When I think of “ESSENTIAL” employees, I think of police, firefighters, ambulance drivers, doctors, nurses, etc, which I guess it’s just their “call of duty” to report to work under any sort of crazy weather circumstances, no matter how bad the roads get.
Maybe on a second tier I would think of local-morning-TV-news personalities that have to “brave the roads” to make it in, just to tell us how bad the roads are, and that we shouldn’t get out unless absolutely necessary. (I often wonder what it must be like, to be one of them - having to commute to work at 4:00am in a ice/sleet/snow-storm, with hardly anyone else out on the roads).
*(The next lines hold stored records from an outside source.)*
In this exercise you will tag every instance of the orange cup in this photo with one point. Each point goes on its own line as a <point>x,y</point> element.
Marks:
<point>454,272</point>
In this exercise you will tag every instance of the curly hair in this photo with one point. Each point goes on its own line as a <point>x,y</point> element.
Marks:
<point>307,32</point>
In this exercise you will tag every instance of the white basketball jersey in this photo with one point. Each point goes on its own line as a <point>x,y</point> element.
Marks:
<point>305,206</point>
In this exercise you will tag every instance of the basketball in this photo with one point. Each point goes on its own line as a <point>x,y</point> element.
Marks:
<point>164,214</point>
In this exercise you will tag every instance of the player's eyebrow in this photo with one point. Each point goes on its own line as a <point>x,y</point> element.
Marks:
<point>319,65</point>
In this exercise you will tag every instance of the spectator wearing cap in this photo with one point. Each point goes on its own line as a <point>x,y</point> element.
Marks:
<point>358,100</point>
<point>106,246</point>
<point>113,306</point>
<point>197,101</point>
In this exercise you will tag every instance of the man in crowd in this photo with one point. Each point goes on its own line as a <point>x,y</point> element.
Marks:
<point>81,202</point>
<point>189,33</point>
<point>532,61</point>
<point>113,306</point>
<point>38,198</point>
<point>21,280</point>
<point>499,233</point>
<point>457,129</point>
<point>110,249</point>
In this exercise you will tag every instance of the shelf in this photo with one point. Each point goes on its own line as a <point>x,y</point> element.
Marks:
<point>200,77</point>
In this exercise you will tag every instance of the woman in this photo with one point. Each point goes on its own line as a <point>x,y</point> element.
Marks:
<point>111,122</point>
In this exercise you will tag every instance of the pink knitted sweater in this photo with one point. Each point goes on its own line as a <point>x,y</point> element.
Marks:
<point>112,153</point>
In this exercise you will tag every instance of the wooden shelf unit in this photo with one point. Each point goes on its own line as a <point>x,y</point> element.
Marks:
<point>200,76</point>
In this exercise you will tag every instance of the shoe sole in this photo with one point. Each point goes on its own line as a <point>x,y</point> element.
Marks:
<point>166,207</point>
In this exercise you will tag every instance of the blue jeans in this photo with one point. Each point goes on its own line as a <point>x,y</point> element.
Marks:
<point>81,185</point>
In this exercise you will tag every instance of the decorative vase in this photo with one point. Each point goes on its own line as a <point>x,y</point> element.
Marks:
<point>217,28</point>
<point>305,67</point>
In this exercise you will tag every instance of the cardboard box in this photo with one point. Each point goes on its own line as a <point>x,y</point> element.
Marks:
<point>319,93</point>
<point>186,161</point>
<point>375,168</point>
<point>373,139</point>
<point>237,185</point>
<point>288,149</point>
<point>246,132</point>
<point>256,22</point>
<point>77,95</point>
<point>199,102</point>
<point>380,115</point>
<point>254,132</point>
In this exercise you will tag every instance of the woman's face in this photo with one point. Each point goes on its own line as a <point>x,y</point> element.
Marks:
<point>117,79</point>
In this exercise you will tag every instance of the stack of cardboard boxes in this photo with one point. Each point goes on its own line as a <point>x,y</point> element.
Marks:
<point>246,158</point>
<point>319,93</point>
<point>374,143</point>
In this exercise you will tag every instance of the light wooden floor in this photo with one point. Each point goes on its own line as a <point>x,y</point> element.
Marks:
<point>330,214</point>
But beyond that - where do you fit in? Me, I’m just another regular office-schmuck, and anything I can do from the office, I can remote-connect and work on from home. Though the boss doesn’t see it that way, and will often send out the “take whatever precautions you need to take, as you see your way into the office this morning” email, which pisses us all off.
And I wonder about those of you with kids - suppose the Sonic down the road decides to open, and your 16-yr-old son/daughter is scheduled to work - do you still allow them to head in? Do you have them tell their boss “you’ve gotta be joking, I don’t need this job that bad”?
And of course this primarily applies to those of us in the South (Atlanta / Dallas / Nashville / etc) where snow-days are actual one-off “events”, as opposed to those of you in the North who I suppose are more accustomed to it, day in and day out.